Several years ago my husband and I were fishing offshore and I nabbed my first Cobia! After hooking it I actually thought it was a shark because it looked surprisingly like one and was fighting pretty hard. Luckily, it wasn’t. When I finally pulled that big fish into the boat, things were just a little chaotic on board, but Brendan quickly got everything under control and we resumed fishing, hoping to catch another brute.
Unfortunately, I don’t have a pic from that day, but my favorite shot is the one we took of friends Jim & Wendy who landed two huge Cobia several years ago. As a matter of fact, they used this pic to announce their full-time move to Florida (I think I know why this passionate fishing couple moved) and it was even published in Florida Sportsman magazine because it was such a great catch 🙂
Cobia average about 20 pounds but can reach 100 pounds. They’re hard-fighting fish, so it’s not easy to get one to the boat, but all the hard work pays off because their meat is so delicious — white, thick, firm and flaky with a mild flavor that pairs well with anything. And because it’s so sturdy, you can cook it in a variety of ways (especially grilling).
Instead of just topping the fish with something tasty, I decided to shake it up a bit, so I pureed a bunch of stuff (see pic), poured the fresh/spicy sauce all over the fillets, and baked them at a high temperature. Really simple.
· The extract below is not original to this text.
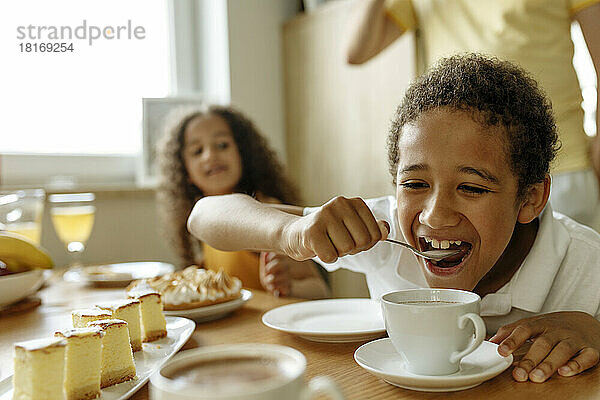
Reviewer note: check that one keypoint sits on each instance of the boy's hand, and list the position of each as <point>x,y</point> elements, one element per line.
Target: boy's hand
<point>275,273</point>
<point>341,226</point>
<point>566,342</point>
I have to say it was one of my favorite dishes, and so easy, to boot! The fresh cilantro, combined with garlic, mildly hot peppers, citrus and cumin, worked really well. I served it over brown rice, but you could use any rice (jasmine or basmati would be yummy) or even some greens. Topping it with fresh, cold mango was my last minute decision, since I had one handy, but it really added a sweet element that paired well with the spicy cilantro mix. And to add a little crunch, I tossed in some toasted pumpkin seeds.
All around, this is a dish with lots of flavor and texture and is definitely a “keeper”!
- 1 lb. Cobia fillets (or any sturdy, white, flaky fish), patted dry (be sure to remove any bloodline)
- Large handful fresh cilantro leaves
- 1 jalapeno, seeds removed
- ½ red chile, seeds removed (optional)
- 2 cloves garlic, peeled
- 1 Tb. fresh ginger, chopped
- 1 Tb. lemon juice (about half a lemon)
- ½ tsp. cumin
- ½ tsp. kosher salt
- 3 Tb. olive oil
- ½ c. fresh mango, chopped
- Handful of toasted pepitas (pumpkin seeds) or sunflower seeds
- Fresh lemon or lime wedges for finishing
- Heat oven to 450 degrees.
- Combine cilantro through olive oil in a food processor and pulse several times until combined.
- Lightly sprinkle both sides of fillets with salt & pepper.
- Place fillets in a rimmed baking sheet and pour the cilantro mixture over them, covering both sides. Bake for about 15-20 minutes (depending on how thick your fillets are). You can tell they’re cooked when you touch them and the flesh is relatively firm and bright white.
- Serve over rice or greens.
- Top with fresh mango, pumpkin (or sesame) seeds, and a sprinkle of lemon or lime juice just before serving.